In 1986, North Korea and the Soviet Union signed a treaty delineating their economic sea zones and borders, and the nations agreed to the joint development of the continental shelves. While indications of oil deposits were identified off Hungnam, no real progress was ever achieved.[4]

Building upon the results of GECO’s earlier survey of North Korean drilling efforts and other information, Australia’s Meridian Oil NL made a calculated decision to acquire an exploration license in the Sohae Basin (West Sea or Korea Bay Basin) during 1987. These drilling rights were reportedly the first to be granted to a foreign company by North Korea.[5] Accompanying this move, Great Britain’s Leeward Petroleum Ltd. was awarded a contract to undertake additional survey work to supplement that done earlier by GECO.[6]

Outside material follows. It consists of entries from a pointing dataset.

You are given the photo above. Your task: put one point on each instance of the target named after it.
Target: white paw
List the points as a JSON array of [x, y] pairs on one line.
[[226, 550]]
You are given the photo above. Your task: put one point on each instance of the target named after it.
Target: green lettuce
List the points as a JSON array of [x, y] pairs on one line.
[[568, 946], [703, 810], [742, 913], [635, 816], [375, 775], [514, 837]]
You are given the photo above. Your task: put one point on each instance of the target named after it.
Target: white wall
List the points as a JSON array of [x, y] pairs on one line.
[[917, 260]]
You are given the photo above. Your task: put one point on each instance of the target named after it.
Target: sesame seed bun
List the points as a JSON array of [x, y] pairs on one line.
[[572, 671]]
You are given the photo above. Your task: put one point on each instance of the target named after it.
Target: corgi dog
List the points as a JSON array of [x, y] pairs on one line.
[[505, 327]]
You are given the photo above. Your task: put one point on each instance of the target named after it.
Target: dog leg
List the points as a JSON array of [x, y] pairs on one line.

Photo: Democratic People’s Republic of Korea.
Figure 1. 18-meter turning lathe at the Yongsong Machine Complex. Photo: Democratic People’s Republic of Korea.

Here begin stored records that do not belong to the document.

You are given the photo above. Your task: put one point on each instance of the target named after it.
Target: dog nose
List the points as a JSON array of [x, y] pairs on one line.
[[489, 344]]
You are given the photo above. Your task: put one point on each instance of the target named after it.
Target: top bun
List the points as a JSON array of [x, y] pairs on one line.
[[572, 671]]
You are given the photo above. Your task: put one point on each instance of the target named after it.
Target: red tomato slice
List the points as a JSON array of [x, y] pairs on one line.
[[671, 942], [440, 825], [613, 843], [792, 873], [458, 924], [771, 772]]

North Korea’s oil and gas exploratory efforts were likely buoyed in 1989 when one of the wells it had drilled, located approximately 50 kilometers north of the DMZ, had reportedly succeeded in producing—for at least a short period of time—425 barrels of oil a day.[7]

By the end of the 1980s, North Korea had drilled about 15 wells on both sides of the peninsula (located both onshore and offshore), conducted preliminary geophysical surveys of a number of likely oil and gas producing basins, and contracted with foreign companies to expand upon previous surveys and drill exploratory wells in the Sohae Basin. Moving into the 1990s, North Korea, while not overwhelmed by its success to date, was at least encouraged by what it had achieved.

Return to last section: Early Oil and Gas Exploration Efforts, 1960s-1970s
Next section: Securing Foreign Investment, 1990s

  1. [1]

    Sung-chol Kim, “North Korea Began Crude Oil Development in Mid-1970s,” Chosun Ilbo, June 3, 2001.

  2. [2]

    Yong-chong Yi, “Is North Korea an Oil-Producing Country?” Win, December 1998, pp. 22-28; “State of North Korea’s Crude Oil Development,” Naewoe T’ongsin, November 6, 1998; and “Experts Discount ‘Rumors’ of DPRK Oil Deposits,” Yonhap, April 21, 1993.

  3. [3]

    Sung-chol Kim, “North Korea Began Crude Oil Development in Mid-1970s,” Chosun Ilbo, June 3, 2001.

  4. [4]

    Yong-chong Yi, “Is North Korea an Oil-Producing Country?” Win, December 1998, pp. 22-28.

  5. [5]

    Sung-chol Kim, “North Korea Began Crude Oil Development in Mid-1970s,” Chosun Ilbo, June 3, 2001; and Author interview data.

  6. [6]

    Alex Stewart, “Glimmers of hope seen in North Korean basins, markets,” Oil and Gas Journal, January 4, 1999,

  7. [7]

    Yu-chol Nam, “Pyongyang Pushing Oil Field Development,” Sisa Journal, 20 May 1993, pp. 56-58.